Looked at that way, I don't think there's much to choose between SIERA, xFIP and FIP. Just use whatever you're comfortable using.
TangoTiger1
2/03
I wouldn't use the word within, as I think it would imply +/-. In your case, you are saying that the *range* is 2.1 runs (i.e., +/- 1.05).

But, yeah, ERA is notoriously difficult to estimate because of BABIP and sequencing.
cwyers
2/03
Well, assuming the error is symmetrical Studes is right. If the error isn't symmetrical (and I would suspect it isn't), then it's more of an approximation, but I think it's still a useful way of putting it.
TangoTiger1
2/03
The error definitely can't be symmetrical. But, that's a vagary of using runs per out. If you instead used the square root, you'd get something closer to symmetrical.

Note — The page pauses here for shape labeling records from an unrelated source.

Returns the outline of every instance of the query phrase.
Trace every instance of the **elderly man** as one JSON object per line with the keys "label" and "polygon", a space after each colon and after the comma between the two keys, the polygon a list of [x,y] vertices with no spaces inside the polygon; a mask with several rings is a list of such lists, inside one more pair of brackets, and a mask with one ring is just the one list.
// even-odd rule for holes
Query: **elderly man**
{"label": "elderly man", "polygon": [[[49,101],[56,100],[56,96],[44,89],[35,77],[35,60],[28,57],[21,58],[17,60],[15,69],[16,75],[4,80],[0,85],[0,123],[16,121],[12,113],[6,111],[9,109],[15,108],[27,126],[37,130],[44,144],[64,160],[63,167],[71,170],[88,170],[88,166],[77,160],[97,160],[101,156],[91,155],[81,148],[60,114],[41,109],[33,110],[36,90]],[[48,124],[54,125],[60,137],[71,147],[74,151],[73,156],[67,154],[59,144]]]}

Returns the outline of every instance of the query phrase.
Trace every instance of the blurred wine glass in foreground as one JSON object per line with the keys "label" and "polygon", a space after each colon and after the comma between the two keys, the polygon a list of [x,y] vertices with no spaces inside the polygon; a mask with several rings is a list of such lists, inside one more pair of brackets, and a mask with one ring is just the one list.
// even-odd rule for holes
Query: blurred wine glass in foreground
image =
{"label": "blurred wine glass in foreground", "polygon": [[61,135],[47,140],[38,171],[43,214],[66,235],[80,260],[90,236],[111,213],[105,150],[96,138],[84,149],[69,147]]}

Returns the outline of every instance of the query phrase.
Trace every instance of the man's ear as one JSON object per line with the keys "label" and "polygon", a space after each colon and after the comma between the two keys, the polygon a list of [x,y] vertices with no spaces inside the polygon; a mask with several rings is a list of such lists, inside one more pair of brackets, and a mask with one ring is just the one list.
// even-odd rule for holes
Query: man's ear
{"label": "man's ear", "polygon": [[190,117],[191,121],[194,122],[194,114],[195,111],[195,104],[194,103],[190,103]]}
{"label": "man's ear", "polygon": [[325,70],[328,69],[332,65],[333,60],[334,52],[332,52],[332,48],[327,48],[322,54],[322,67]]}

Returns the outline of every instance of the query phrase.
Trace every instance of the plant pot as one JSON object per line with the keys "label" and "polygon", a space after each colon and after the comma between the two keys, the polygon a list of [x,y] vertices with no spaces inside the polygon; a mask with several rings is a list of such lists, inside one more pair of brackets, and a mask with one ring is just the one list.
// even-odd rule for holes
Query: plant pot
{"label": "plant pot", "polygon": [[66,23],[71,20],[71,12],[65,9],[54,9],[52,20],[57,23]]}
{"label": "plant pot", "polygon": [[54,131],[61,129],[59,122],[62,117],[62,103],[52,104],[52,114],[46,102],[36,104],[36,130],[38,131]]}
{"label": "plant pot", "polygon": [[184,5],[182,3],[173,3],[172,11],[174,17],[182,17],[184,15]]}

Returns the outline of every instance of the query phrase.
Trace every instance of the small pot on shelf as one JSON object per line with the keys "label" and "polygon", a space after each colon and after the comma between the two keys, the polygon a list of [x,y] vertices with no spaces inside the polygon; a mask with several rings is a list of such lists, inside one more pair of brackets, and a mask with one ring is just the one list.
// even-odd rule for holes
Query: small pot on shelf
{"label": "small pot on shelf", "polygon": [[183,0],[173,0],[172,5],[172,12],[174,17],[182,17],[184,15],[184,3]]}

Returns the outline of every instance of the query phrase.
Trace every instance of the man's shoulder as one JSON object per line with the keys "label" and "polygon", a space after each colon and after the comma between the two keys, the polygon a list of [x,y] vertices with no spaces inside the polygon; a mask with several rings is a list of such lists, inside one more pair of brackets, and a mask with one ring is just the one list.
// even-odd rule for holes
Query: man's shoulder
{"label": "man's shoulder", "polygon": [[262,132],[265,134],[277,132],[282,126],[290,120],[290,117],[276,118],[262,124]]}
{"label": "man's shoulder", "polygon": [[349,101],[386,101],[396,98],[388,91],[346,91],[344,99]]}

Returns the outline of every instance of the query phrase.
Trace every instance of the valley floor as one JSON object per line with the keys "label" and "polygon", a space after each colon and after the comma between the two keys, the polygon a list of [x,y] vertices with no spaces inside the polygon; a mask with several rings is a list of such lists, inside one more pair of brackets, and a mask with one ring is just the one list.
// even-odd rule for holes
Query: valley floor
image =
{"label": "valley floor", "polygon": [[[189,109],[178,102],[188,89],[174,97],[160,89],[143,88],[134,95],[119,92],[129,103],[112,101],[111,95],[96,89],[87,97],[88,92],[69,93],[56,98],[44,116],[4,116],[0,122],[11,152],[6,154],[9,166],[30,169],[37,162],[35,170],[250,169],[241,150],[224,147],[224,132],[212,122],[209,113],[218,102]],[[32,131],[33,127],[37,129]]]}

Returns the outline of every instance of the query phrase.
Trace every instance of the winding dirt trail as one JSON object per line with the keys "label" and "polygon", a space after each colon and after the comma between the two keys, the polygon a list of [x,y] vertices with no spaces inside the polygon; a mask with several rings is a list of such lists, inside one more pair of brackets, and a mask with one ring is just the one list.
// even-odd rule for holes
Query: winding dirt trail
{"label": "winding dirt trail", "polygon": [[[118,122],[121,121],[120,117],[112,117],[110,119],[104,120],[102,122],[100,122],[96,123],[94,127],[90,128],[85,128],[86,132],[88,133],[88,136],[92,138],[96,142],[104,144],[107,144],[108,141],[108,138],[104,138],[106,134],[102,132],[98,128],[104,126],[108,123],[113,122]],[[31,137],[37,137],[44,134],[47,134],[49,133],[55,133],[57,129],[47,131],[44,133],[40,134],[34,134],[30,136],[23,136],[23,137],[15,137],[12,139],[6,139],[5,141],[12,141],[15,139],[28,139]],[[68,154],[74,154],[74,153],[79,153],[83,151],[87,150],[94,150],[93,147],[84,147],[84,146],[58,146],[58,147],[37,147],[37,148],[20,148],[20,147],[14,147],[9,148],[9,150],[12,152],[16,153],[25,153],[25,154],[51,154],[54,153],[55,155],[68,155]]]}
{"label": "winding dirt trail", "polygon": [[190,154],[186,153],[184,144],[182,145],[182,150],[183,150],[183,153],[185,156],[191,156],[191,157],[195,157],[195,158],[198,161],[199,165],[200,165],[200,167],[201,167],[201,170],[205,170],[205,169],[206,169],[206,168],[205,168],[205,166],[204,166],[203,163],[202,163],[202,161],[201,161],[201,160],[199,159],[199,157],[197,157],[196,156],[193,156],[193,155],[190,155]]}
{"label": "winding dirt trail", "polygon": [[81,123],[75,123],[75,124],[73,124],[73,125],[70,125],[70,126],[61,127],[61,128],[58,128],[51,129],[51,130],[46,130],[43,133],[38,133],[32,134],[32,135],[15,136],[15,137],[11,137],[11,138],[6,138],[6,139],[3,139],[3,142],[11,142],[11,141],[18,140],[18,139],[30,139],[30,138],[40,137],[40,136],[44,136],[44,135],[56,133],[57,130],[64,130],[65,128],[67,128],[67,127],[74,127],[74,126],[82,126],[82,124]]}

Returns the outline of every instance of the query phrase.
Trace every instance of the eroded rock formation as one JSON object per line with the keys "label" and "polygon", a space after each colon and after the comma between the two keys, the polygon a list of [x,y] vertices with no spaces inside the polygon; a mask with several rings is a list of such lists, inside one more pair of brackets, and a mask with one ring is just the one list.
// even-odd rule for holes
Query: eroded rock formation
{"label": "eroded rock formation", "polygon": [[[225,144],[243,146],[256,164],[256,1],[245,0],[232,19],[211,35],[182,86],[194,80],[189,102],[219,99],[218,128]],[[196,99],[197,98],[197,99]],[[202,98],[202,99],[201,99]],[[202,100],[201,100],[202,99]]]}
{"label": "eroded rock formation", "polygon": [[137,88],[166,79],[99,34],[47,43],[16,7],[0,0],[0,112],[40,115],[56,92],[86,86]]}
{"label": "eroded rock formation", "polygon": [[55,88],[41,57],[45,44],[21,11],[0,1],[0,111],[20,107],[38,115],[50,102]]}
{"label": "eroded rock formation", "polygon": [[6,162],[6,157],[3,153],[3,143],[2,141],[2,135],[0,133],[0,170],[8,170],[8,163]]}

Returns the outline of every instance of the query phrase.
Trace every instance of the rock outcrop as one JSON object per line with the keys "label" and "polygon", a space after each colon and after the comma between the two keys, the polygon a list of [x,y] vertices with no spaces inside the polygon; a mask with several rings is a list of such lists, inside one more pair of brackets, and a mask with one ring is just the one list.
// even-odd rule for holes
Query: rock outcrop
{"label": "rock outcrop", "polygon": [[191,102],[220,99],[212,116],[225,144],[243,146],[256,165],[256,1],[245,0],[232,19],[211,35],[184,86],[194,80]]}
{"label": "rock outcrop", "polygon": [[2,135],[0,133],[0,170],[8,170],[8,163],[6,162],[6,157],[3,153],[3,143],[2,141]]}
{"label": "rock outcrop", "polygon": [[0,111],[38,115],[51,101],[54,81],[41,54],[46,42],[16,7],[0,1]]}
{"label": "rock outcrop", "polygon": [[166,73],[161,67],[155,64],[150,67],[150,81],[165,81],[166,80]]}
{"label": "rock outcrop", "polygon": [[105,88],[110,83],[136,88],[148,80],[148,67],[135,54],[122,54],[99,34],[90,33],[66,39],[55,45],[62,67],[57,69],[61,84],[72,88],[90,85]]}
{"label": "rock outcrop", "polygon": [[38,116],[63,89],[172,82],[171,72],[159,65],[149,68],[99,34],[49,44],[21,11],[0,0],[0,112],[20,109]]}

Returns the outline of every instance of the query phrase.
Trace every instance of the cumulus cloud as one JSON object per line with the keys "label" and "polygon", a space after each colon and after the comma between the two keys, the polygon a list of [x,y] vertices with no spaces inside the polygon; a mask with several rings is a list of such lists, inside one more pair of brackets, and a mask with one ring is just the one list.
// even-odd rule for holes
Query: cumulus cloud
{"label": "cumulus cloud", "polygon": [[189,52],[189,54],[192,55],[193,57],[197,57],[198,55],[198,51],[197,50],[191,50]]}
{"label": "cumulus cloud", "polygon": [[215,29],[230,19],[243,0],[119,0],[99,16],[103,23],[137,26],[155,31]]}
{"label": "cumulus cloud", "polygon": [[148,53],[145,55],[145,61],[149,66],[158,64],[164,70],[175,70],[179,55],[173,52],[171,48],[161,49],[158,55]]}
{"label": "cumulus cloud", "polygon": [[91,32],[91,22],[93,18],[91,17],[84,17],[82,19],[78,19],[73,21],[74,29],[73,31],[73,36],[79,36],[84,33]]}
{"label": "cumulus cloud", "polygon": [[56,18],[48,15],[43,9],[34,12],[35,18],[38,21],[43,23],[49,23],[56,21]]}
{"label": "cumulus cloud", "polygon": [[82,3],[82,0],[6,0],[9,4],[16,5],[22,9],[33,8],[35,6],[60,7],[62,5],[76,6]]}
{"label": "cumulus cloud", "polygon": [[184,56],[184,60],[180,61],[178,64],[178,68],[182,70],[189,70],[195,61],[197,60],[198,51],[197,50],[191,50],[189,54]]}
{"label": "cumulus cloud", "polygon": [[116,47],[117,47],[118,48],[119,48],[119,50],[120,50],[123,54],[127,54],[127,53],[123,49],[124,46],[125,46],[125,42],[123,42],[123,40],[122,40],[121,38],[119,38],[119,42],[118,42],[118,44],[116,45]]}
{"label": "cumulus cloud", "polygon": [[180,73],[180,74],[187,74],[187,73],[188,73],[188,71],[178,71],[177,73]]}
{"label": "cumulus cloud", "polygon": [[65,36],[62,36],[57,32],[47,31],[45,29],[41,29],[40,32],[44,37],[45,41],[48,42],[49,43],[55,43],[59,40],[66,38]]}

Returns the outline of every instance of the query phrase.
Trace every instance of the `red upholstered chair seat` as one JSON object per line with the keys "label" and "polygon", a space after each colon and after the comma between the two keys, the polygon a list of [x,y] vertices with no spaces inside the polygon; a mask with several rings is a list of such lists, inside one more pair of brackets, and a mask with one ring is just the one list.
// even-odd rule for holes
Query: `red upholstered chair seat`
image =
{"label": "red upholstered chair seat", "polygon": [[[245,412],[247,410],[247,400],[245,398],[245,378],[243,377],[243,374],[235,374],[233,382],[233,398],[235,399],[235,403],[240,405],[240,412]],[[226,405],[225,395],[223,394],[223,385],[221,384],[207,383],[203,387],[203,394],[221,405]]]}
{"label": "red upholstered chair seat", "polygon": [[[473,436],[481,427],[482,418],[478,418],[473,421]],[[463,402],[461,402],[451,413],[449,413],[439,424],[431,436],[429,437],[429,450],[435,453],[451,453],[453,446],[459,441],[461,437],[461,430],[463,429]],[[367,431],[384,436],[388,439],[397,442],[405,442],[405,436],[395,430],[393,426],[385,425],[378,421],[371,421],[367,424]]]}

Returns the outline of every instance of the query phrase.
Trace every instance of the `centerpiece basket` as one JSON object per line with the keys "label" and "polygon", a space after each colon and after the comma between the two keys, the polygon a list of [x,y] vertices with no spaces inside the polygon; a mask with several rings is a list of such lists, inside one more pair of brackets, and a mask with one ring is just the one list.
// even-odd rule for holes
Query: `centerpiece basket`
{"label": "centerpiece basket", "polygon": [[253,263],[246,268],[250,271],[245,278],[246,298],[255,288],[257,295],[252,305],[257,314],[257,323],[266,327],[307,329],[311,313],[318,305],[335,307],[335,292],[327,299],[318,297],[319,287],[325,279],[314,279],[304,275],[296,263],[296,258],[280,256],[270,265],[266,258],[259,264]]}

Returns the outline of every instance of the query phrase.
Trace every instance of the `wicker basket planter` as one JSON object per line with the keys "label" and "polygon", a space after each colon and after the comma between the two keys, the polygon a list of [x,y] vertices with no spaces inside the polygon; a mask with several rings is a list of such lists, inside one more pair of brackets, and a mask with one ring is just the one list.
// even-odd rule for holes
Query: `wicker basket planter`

That is, if we treat runs as a multiplication of OBP and SLG (for illustration purposes), and if each of those has a symmetrical error, then multiplying the two won't give you a symmetrical error.
BarryR
2/03
Interesting stuff. What I would like to know is whether there are pitchers who consistently under/over perform the various metrics. If so, is there a common thread among them?
Whether these metrics are intended as predictive or not, they will be used that way, whether to analyze trades, signings, or for fantasy purposes. In order to effectively analyze a pitcher's future value, it is necessary to know if there is reason to believe or doubt the numbers in his specific case.
TangoTiger1
2/03
If there was a common thread, it would be identified and included as a parameter in the estimator.
BarryR
2/04
And I feel foolish for optimistically suggesting it's existence.
I'd still like to know if there are consistent under/over pitchers though.
TangoTiger1
2/05
SIERA excludes HR. So anyone with a HR skill will under/over. Brett Myers for one.

FIP excludes batted balls. So anyone with a batted ball distribution skill will over/under. Felix maybe is one.

Basically, whatever parameter is being ignored is a candidate for being over/under.

These metrics purposefully ignore parameters because they want to, not because they necessarily think there's no skill there.